The fine arts exhibition at the Minnesota State Fair has an, er, colorful history that goes back to 1878, or almost exactly 130 years longer than cheese curds last in your hand. In fact, it says as much about the fair as Minnesotans that the first place we apparently thought to publicly exhibit art in this state was not in a gallery somewhere but at the fair–residents complained, in fact, that the 19-year-old fair didn’t host a fine-arts exhibit. (Of course, it’d been held in uppity Minneapolis that year.) Imagine one of the guys in an “Official Tick Checker” T-shirt at the fair today lodging that complaint.

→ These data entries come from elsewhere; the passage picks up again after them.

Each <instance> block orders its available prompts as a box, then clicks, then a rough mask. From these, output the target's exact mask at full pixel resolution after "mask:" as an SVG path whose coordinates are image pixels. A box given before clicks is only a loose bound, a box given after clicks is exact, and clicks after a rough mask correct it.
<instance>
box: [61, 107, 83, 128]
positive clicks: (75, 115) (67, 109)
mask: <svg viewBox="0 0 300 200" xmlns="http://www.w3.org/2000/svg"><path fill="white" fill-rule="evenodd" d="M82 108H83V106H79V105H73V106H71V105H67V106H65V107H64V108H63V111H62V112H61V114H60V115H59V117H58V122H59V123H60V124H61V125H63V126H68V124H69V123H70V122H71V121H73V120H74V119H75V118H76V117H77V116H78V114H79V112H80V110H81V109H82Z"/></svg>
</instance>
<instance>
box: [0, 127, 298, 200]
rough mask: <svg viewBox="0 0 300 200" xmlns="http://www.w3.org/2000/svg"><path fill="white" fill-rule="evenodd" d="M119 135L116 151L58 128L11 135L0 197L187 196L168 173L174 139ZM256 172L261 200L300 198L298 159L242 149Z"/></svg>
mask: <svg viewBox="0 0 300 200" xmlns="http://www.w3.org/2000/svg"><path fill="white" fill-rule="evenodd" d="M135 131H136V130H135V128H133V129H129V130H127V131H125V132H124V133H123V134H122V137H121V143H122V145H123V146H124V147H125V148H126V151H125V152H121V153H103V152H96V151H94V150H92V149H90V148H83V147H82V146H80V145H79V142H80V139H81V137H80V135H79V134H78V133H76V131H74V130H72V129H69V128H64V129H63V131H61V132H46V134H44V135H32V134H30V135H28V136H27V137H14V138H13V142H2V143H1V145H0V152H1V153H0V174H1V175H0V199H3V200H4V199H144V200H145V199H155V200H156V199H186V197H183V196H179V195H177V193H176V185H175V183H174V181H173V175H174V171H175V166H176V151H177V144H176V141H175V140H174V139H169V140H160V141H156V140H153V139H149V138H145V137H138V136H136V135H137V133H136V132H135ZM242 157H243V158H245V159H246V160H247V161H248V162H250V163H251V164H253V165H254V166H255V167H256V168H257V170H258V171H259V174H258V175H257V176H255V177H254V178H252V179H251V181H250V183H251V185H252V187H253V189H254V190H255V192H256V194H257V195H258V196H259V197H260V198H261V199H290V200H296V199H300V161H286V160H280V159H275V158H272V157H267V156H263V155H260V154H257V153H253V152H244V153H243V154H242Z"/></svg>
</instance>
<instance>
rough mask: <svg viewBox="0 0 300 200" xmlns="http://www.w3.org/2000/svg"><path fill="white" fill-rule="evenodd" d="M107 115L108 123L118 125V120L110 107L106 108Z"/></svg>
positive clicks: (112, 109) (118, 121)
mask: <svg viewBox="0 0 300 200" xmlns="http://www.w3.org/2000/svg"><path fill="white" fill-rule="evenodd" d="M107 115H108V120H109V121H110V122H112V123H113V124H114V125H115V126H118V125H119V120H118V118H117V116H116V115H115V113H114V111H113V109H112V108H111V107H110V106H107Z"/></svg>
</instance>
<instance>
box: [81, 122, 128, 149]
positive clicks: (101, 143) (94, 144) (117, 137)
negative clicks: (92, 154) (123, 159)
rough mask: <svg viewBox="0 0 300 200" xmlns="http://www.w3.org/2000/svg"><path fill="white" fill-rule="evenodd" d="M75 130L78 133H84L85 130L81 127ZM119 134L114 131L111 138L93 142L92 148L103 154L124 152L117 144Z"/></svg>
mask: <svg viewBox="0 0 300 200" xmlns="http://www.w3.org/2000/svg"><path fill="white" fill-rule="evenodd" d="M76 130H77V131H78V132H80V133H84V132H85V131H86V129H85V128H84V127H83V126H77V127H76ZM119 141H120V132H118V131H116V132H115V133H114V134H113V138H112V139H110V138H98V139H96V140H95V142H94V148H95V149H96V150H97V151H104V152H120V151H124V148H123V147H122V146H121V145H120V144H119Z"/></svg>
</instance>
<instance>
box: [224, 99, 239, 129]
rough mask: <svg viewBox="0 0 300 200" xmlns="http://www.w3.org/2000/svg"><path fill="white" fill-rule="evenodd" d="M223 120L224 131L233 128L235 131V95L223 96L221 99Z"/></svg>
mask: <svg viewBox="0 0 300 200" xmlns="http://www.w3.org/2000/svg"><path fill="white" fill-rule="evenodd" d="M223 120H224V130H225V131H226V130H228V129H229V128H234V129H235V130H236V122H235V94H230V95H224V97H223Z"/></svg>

It says much about the exhibition that competition to get in has been extremely high over the decades. The exhibits down at the Creative Activities building are ripe for a Waiting For Guffman-style parody (quilting, fine; but I’m sorry, scrapbooking or collecting bottle caps is not a creative activity, it’s filing). But the fine arts exhibition has long attracted professional artists throughout Minnesota—and many of them don’t get in. Last year’s show, including its shocking lead photograph of a girl bitten the day before by her dog, was impressive in its quality and breadth from nostalgia to edgy. So how to explain what happened this year?
The bright spots were few and far between–the sculpture spelling out the word “honesty” with rolled-up real dollar bills is clever, the Alec Soth-like photo of an old pink motel, by Jeff Baker, is striking. The sculptures are also trying hard, though the spilled bucket of doll parts smacks of the worst stuff the Walker Art Center has ever displayed, trying to be shocking ends up schlocky. The strongest impression one comes away with is that folk-art is alive and well in Minnesota; trouble is, much of this probably wasn’t intended that way.

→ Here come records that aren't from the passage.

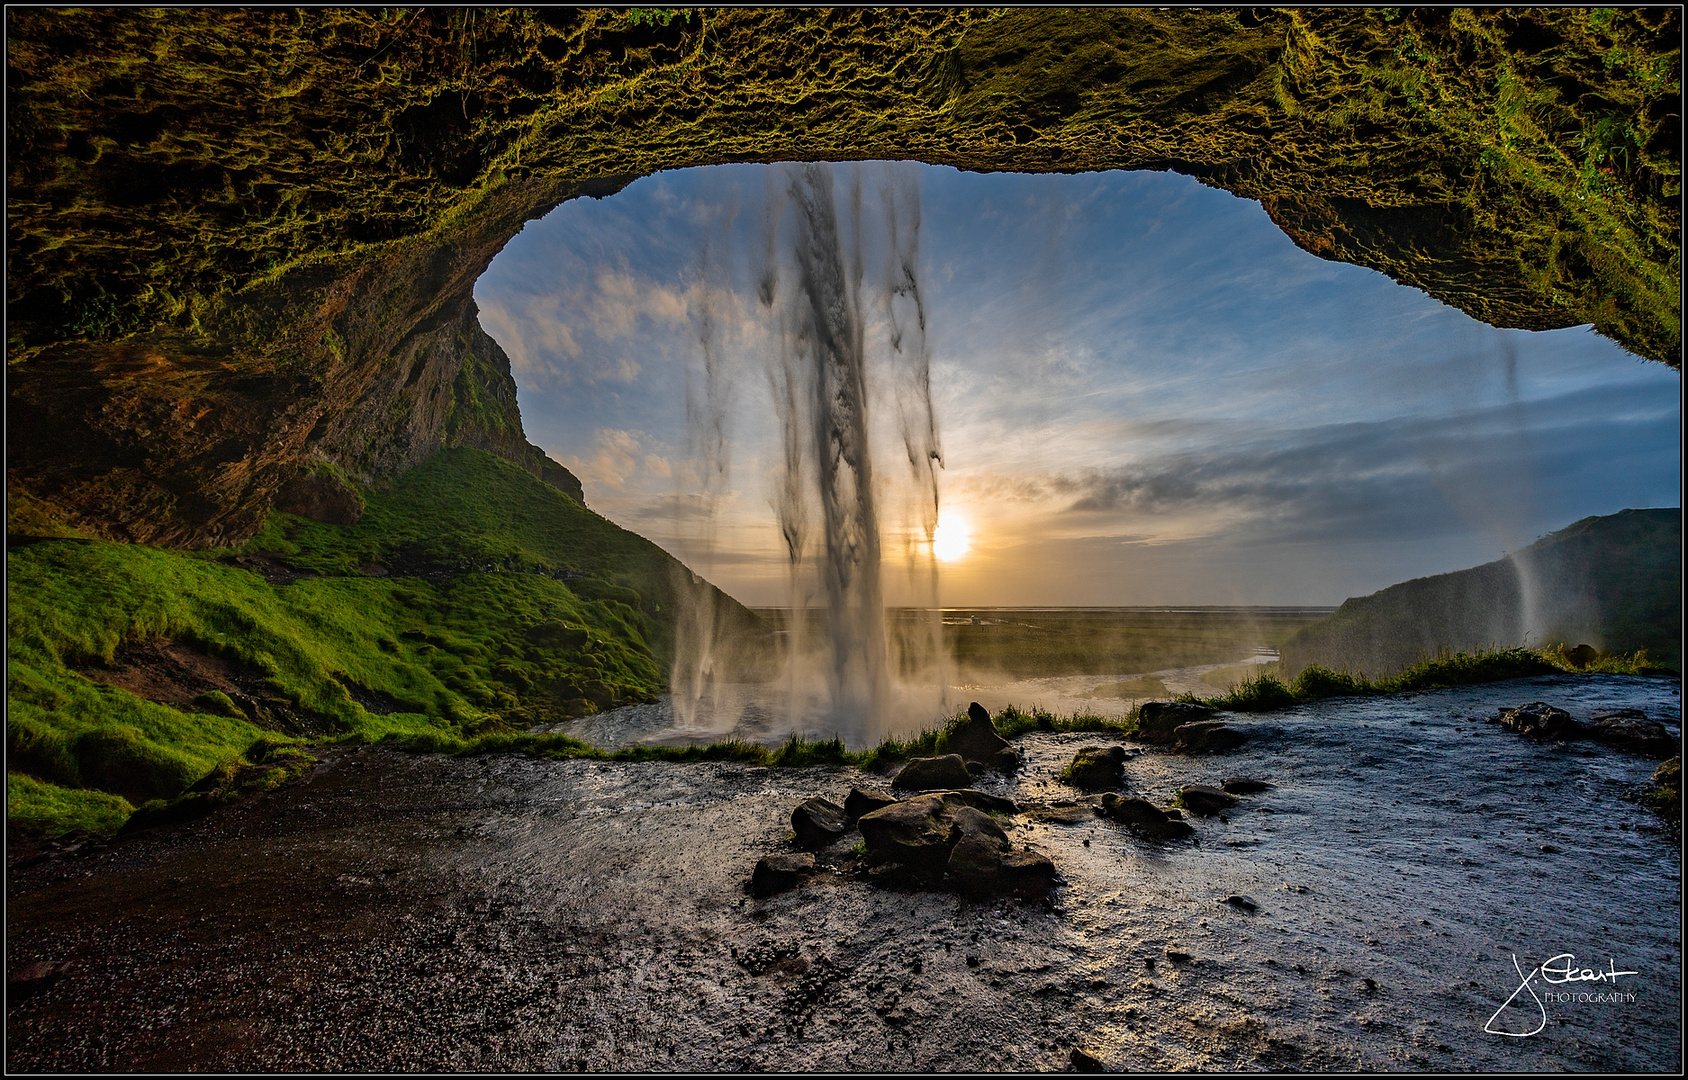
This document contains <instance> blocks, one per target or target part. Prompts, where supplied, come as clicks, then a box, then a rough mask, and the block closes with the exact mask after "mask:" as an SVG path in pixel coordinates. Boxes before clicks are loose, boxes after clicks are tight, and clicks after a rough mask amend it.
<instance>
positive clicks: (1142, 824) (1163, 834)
mask: <svg viewBox="0 0 1688 1080" xmlns="http://www.w3.org/2000/svg"><path fill="white" fill-rule="evenodd" d="M1102 815H1104V817H1109V818H1112V820H1116V822H1119V823H1123V825H1128V827H1129V829H1131V830H1133V832H1139V834H1143V835H1146V837H1150V839H1155V840H1170V839H1177V837H1187V835H1190V834H1192V832H1195V829H1193V827H1192V825H1190V823H1188V822H1185V820H1183V818H1182V817H1178V815H1177V813H1175V812H1168V810H1161V808H1160V807H1156V805H1155V803H1151V802H1150V800H1146V798H1121V796H1119V795H1114V793H1112V791H1109V793H1107V795H1104V796H1102Z"/></svg>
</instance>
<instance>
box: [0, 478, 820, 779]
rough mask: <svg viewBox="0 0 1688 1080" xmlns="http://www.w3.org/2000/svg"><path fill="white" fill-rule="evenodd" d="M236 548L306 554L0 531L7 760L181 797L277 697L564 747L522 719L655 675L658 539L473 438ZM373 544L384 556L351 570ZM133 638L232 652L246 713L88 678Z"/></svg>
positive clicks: (524, 743) (275, 522)
mask: <svg viewBox="0 0 1688 1080" xmlns="http://www.w3.org/2000/svg"><path fill="white" fill-rule="evenodd" d="M255 554H262V555H265V559H267V560H268V562H270V565H282V567H287V569H290V570H292V572H306V574H307V575H306V577H299V579H297V580H292V584H285V586H273V584H270V582H267V580H265V579H263V577H262V575H260V574H258V572H253V570H246V569H238V567H236V565H226V564H225V562H221V560H219V559H221V557H223V555H225V554H218V552H203V554H182V552H170V550H160V548H152V547H143V545H123V543H108V542H100V540H71V538H47V540H39V542H34V543H29V545H24V547H17V548H14V550H10V552H8V554H7V567H8V582H7V589H8V601H10V621H8V685H7V692H8V717H7V742H8V754H10V758H8V759H10V768H12V769H14V771H20V773H25V775H30V776H34V778H35V780H39V781H44V783H52V785H57V786H62V788H86V790H100V791H106V793H116V795H123V796H127V798H128V802H130V803H135V805H138V803H145V802H149V800H162V803H164V807H165V810H170V812H176V810H174V808H176V800H179V798H181V796H182V795H184V791H187V790H189V788H191V786H194V785H196V783H197V781H201V780H203V778H206V776H209V775H211V773H213V771H216V769H226V768H233V766H230V763H240V766H241V768H245V766H248V764H250V766H257V764H260V763H268V764H272V766H273V764H277V761H275V759H277V754H282V756H287V754H292V753H295V751H289V749H285V748H289V746H294V744H295V742H297V741H295V739H290V736H289V734H287V732H282V731H275V729H270V727H267V726H270V724H277V722H282V719H284V717H292V721H289V722H297V724H304V726H306V727H307V729H309V731H312V732H314V736H316V737H322V739H351V741H371V742H376V741H385V742H393V744H400V746H408V748H412V749H430V751H441V753H469V751H483V749H493V748H522V749H532V751H533V753H545V754H559V753H565V754H567V753H581V751H582V748H584V744H576V742H572V741H569V739H560V737H550V736H540V737H535V736H522V734H518V732H522V729H525V727H528V726H533V724H540V722H554V721H560V719H569V717H572V715H579V714H582V712H591V710H596V709H608V707H613V705H616V704H623V702H638V700H650V699H652V697H653V695H655V694H660V692H662V690H663V687H665V682H667V648H668V641H670V640H672V629H670V624H668V621H667V616H663V614H660V613H658V607H663V606H668V604H663V601H667V599H668V594H667V589H668V582H670V572H672V567H674V562H672V559H668V555H665V554H663V552H662V550H660V548H657V547H655V545H652V543H650V542H647V540H641V538H638V537H635V535H631V533H626V532H625V530H619V528H616V527H613V525H609V523H608V521H604V520H603V518H599V516H598V515H594V513H591V511H589V510H584V508H582V506H581V505H579V503H576V501H574V500H571V498H567V496H564V494H562V493H559V491H557V489H554V488H550V486H547V484H544V483H540V481H537V479H533V478H532V476H528V474H527V473H523V471H522V469H518V467H515V466H511V464H508V462H505V461H500V459H496V457H493V456H491V454H486V452H481V451H471V449H457V451H444V452H441V454H439V456H437V457H436V459H434V461H430V462H427V464H424V466H422V467H419V469H415V471H412V473H410V474H408V476H407V478H405V479H403V481H402V483H400V484H397V486H395V488H393V489H392V491H390V493H385V494H380V493H371V494H370V496H368V508H366V513H365V516H363V520H360V521H358V523H356V525H346V527H336V525H321V523H316V521H307V520H304V518H287V516H282V515H277V516H275V518H272V521H270V525H268V527H267V528H265V532H262V533H260V535H258V537H257V538H255V540H253V542H252V543H248V545H246V547H245V548H243V550H241V552H235V554H226V555H228V557H235V555H240V557H248V559H250V557H252V555H255ZM380 564H387V567H388V569H390V570H392V572H390V574H387V575H373V577H371V575H365V572H363V570H365V569H371V567H373V565H380ZM405 570H408V572H410V575H407V574H405ZM728 602H729V601H728ZM729 604H731V602H729ZM668 607H670V611H672V606H668ZM741 614H743V616H744V619H746V626H751V628H753V626H755V618H753V616H749V614H748V613H741ZM149 641H174V643H177V645H179V646H182V648H189V650H194V651H197V653H203V655H206V656H209V658H214V660H218V661H221V663H225V665H228V667H230V668H231V670H233V672H236V675H238V678H240V680H245V682H243V687H245V688H246V690H248V692H250V695H252V699H253V700H257V702H258V704H257V709H258V714H252V715H248V710H246V709H243V707H241V705H240V704H236V702H235V700H233V697H231V695H230V694H225V692H221V690H213V692H208V694H201V695H199V697H197V699H196V700H194V704H192V705H187V707H181V709H177V707H170V705H164V704H159V702H154V700H147V699H143V697H137V695H135V694H130V692H128V690H123V688H118V687H115V685H108V683H105V682H100V680H98V678H96V677H98V675H100V673H101V672H100V668H103V667H106V665H113V663H115V661H116V660H118V650H120V646H123V648H133V646H140V645H145V643H149ZM260 699H262V700H260ZM265 702H268V704H265ZM841 751H842V746H836V748H830V746H827V744H814V746H802V748H790V749H787V751H785V756H783V758H780V759H782V761H785V759H790V761H797V759H810V761H822V759H837V754H839V753H841ZM712 753H722V751H712ZM272 780H273V776H272ZM252 783H253V781H252V778H246V780H243V781H241V785H240V788H241V790H250V785H252Z"/></svg>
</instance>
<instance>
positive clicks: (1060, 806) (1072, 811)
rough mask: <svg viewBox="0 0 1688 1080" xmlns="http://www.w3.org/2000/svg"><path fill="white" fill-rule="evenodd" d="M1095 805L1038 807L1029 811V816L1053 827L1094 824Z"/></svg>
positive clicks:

It’s tempting to blame the jurors, though their credentials are impeccable: for instance, Olga Viso, the new head of the Walker, curated sculpture; Wendell Arneson, a St. Olaf arts professor juried watercolors; Lin Nelson-Mayson, head of the U’s Goldstein Gallery juried textiles and fabrics; and Christian A. Peterson, acting head of the photography department at the Minneapolis Institute of Arts, juried photography. I was a bit alarmed reading that Viso had hoped that more of a Minnesota aesthetic, whatever that may be, would have emerged from the submissions. As interesting as having a regional style might be, I’m a little scared of what sort of provincialism Viso expected. Subject-wise, that’s pretty much what we ended up with anyway: plenty of images of the St. Paul Cathedral, local nature, and other area scenes. Not that it isn’t pleasing to have our landscape depicted for us, particularly at the fair, but whether it was in the submissions or the judging, the skewing toward local subjects began to feel more than a little patronizing.

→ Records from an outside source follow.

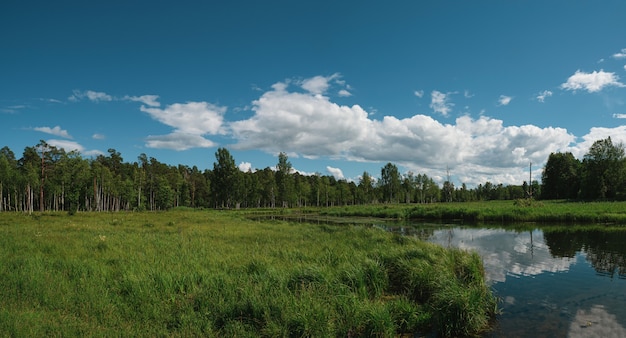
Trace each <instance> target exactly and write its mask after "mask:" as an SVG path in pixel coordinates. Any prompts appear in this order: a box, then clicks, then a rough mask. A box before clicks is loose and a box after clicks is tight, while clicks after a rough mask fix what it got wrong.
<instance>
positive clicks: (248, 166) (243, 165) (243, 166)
mask: <svg viewBox="0 0 626 338" xmlns="http://www.w3.org/2000/svg"><path fill="white" fill-rule="evenodd" d="M238 167H239V170H240V171H242V172H244V173H247V172H248V171H252V163H250V162H241V163H239V165H238Z"/></svg>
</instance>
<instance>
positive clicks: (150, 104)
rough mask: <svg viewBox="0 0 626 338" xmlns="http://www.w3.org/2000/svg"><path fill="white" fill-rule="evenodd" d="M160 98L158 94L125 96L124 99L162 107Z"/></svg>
mask: <svg viewBox="0 0 626 338" xmlns="http://www.w3.org/2000/svg"><path fill="white" fill-rule="evenodd" d="M158 99H159V96H158V95H141V96H128V95H127V96H124V100H128V101H134V102H141V103H143V104H145V105H146V106H150V107H160V106H161V103H160V102H159V101H157V100H158Z"/></svg>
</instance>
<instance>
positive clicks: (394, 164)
mask: <svg viewBox="0 0 626 338" xmlns="http://www.w3.org/2000/svg"><path fill="white" fill-rule="evenodd" d="M380 186H381V188H382V190H383V198H384V199H385V201H386V202H394V201H397V198H398V196H397V195H398V193H399V192H400V172H399V171H398V167H396V165H395V164H392V163H387V164H386V165H385V166H384V167H383V168H382V169H381V171H380Z"/></svg>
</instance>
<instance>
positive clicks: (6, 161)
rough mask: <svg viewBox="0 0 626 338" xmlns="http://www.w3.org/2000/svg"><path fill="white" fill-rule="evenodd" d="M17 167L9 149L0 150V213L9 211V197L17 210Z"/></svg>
mask: <svg viewBox="0 0 626 338" xmlns="http://www.w3.org/2000/svg"><path fill="white" fill-rule="evenodd" d="M17 178H18V166H17V160H16V159H15V154H14V153H13V152H12V151H11V149H9V147H3V148H2V149H0V212H1V211H5V210H11V196H12V195H13V198H14V200H15V208H16V209H17V195H18V193H17V191H18V185H17V182H16V181H17Z"/></svg>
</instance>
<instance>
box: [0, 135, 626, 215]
mask: <svg viewBox="0 0 626 338" xmlns="http://www.w3.org/2000/svg"><path fill="white" fill-rule="evenodd" d="M209 161H210V160H208V161H207V162H209ZM625 161H626V159H625V157H624V147H623V145H621V144H617V145H616V144H613V143H612V141H611V139H610V138H607V139H605V140H599V141H597V142H595V143H594V144H593V146H592V147H591V148H590V150H589V152H588V153H587V154H586V155H585V157H584V159H583V160H582V161H579V160H578V159H576V158H574V156H573V155H572V154H571V153H565V154H562V153H553V154H551V155H550V156H549V158H548V160H547V163H546V166H545V168H544V170H543V174H542V183H541V184H539V183H538V182H537V181H536V180H533V181H532V182H521V183H522V184H520V185H503V184H493V183H491V182H489V181H487V182H485V183H484V184H478V185H477V186H476V187H472V188H468V187H467V186H466V185H465V184H461V185H460V187H458V186H455V185H454V184H453V183H452V182H451V179H450V177H449V176H448V177H447V179H446V180H445V182H443V184H442V185H441V186H440V185H439V183H436V182H435V180H434V179H433V178H431V177H429V176H427V175H425V174H415V173H412V172H407V173H404V174H402V173H400V172H399V170H398V167H397V166H396V165H395V164H392V163H387V164H386V165H385V166H383V167H382V169H381V172H380V177H379V178H374V176H372V175H371V174H370V173H368V172H363V174H362V175H361V177H360V179H359V182H354V181H348V180H346V179H336V178H335V177H333V176H329V175H321V174H315V175H301V174H300V173H298V172H296V171H295V170H294V169H293V168H292V166H291V163H290V162H289V159H288V158H287V155H286V154H284V153H280V154H279V155H278V163H277V165H276V166H275V167H273V168H270V167H267V168H265V169H257V170H254V171H253V170H248V171H246V172H243V171H241V170H240V169H239V168H238V167H237V165H236V164H235V160H234V158H233V157H232V156H231V154H230V152H229V151H228V150H227V149H225V148H219V149H217V151H216V152H215V162H213V169H212V170H211V169H205V170H200V169H198V168H197V167H195V166H194V167H191V168H190V167H188V166H184V165H178V166H172V165H167V164H164V163H161V162H159V161H158V160H157V159H155V158H152V157H150V158H148V156H146V155H145V154H141V155H140V156H139V157H138V159H137V161H135V162H124V160H123V158H122V155H121V154H120V153H119V152H117V151H116V150H115V149H109V151H108V156H105V155H98V156H97V157H95V158H93V159H86V158H83V157H82V156H81V155H80V153H77V152H69V153H68V152H65V150H63V149H59V148H56V147H54V146H51V145H49V144H47V143H46V142H45V141H43V140H42V141H40V143H39V144H37V145H36V146H34V147H26V149H24V152H23V155H22V157H21V158H19V159H18V158H17V157H16V156H15V153H13V151H11V149H9V148H7V147H3V148H2V149H0V212H2V211H22V212H33V211H40V212H43V211H67V212H69V213H75V212H77V211H120V210H124V211H130V210H138V211H141V210H150V211H155V210H167V209H170V208H172V207H191V208H218V209H225V208H226V209H231V208H236V209H239V208H302V207H311V206H315V207H331V206H346V205H368V204H397V203H403V204H429V203H438V202H475V201H491V200H509V201H513V200H521V199H526V198H537V199H539V198H540V199H543V200H549V199H569V200H586V201H595V200H624V199H626V165H625V163H626V162H625ZM529 180H530V178H529Z"/></svg>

Alternatively, you could blame the slight fall-off in submissions–though 1,979 pieces were submitted (and only 386 chosen) that’s down nearly 300 from 2007. Perhaps the competition is holding some artists back. In any case, if you find yourself unsatisfied, the only way to judge for yourself whether to blame it on the quality of submissions or judging is to check out the so-called Salon 300 running this week at the Hopkins Center for the Arts, a show of art not accepted into the State Fair competition and see which exhibition you prefer.